In-cell penetration selection—mass spectrometry produces noncanonical peptides for antisense delivery

Abstract

AbstractPeptide-mediated delivery of macromolecules in cells has significant potential therapeutic benefits, but no therapy employing cell-penetrating peptides (CPPs) has reached the market after 30 years of investigation due to challenges in the discovery of new, more efficient sequences. We developed a method for in-cell penetration selection-mass spectrometry (in-cell PS-MS) to discover peptides from a synthetic library capable of delivering macromolecule cargo to the cytosol.
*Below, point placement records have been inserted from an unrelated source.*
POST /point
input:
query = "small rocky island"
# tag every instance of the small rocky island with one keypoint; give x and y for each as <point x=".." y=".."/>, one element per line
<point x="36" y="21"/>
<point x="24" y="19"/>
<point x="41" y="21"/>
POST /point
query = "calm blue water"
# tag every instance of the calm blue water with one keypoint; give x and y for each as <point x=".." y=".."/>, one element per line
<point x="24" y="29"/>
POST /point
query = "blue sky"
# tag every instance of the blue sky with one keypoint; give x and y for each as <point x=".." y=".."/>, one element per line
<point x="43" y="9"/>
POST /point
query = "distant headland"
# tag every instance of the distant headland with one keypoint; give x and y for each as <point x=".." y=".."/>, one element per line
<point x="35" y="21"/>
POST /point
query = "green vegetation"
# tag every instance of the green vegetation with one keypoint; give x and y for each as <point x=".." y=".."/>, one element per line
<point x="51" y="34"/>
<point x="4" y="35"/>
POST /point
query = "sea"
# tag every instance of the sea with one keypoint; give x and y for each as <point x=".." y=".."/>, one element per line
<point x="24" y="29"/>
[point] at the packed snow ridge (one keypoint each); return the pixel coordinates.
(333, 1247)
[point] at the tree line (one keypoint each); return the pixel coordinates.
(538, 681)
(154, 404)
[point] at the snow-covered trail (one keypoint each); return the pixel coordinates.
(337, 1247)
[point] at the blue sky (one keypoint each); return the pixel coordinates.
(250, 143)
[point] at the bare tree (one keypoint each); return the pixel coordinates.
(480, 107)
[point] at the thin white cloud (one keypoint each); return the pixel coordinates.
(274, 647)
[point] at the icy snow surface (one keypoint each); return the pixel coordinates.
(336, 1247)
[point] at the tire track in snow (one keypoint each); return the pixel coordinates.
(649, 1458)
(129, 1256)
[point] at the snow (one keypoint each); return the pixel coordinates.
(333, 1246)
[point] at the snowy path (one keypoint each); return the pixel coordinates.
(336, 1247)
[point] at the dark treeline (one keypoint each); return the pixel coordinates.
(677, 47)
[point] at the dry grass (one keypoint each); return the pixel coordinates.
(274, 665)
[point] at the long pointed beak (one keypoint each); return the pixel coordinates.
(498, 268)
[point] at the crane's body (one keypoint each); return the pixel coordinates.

This method was inspired by recent in vivo selection approaches for cell-surface screening, with an added spatial dimension resulting from subcellular fractionation. A representative peptide discovered in the cytosolic extract, Pep1a, is nearly 100-fold more active toward antisense phosphorodiamidate morpholino oligomer (PMO) delivery compared to a sequence identified from a whole cell extract, which includes endosomes. Pep1a is composed of D-amino acids and two non-α-amino acids. Pulse-chase and microscopy experiments revealed that while the PMO-Pep1a conjugate is likely taken up by endosomes, it can escape to localize to the nucleus. In-cell PS-MS introduces a means to empirically discover unnatural synthetic peptides for subcellular delivery of therapeutically relevant cargo.